Find the owner of a directory or file, but only return that and nothing else

Question

I am looking for a command that will return the owner of a directory and only that--such as a regex parsing the ls -lat command or something similar? I want to use the result in another script.

Answer 1

stat from GNU coreutils can do this:

stat -c '%U' /path/of/file/or/directory

Unfortunately, there are a number of versions of stat, and there's not a lot of consistency in their syntax. For example, on FreeBSD, it would be

stat -f '%Su' /path/of/file/or/directory

If portability is a concern, you're probably better off using Gilles's suggestion of combining ls and awk. It has to start two processes instead of one, but it has the advantage of using only POSIX-standard functionality:

ls -ld /path/of/file/or/directory | awk '{print $3}'

Answer 2

Parsing the output of ls is rarely a good idea, but obtaining the first few fields is an exception, it actually works.
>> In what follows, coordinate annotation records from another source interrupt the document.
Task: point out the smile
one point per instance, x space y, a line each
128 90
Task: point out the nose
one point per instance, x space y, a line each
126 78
ls -ld /path/to/directory | awk '{print $3}'

Another option is to use a stat command, but the problem with stat from the shell is that there are multiple commands with different syntax, so stat in a shell script is unportable (even across Linux installations).

Note that testing whether a given user is the owner is a different proposition.

if [ -n "$(find . -user "$username" -print -prune -o -prune)" ]; then
  echo "The current directory is owned by $username."
fi
if [ -n "$(find . -user "$(id -u)" -print -prune -o -prune)" ]; then
  echo "The current directory is owned by the current user."
fi

Answer 3

One can also do this with GNU find:

find $directoryname -maxdepth 0 -printf '%u\n'

This isn't portable outside of the GNU system, but I'd be surprised to find a Linux distribution where it doesn't work.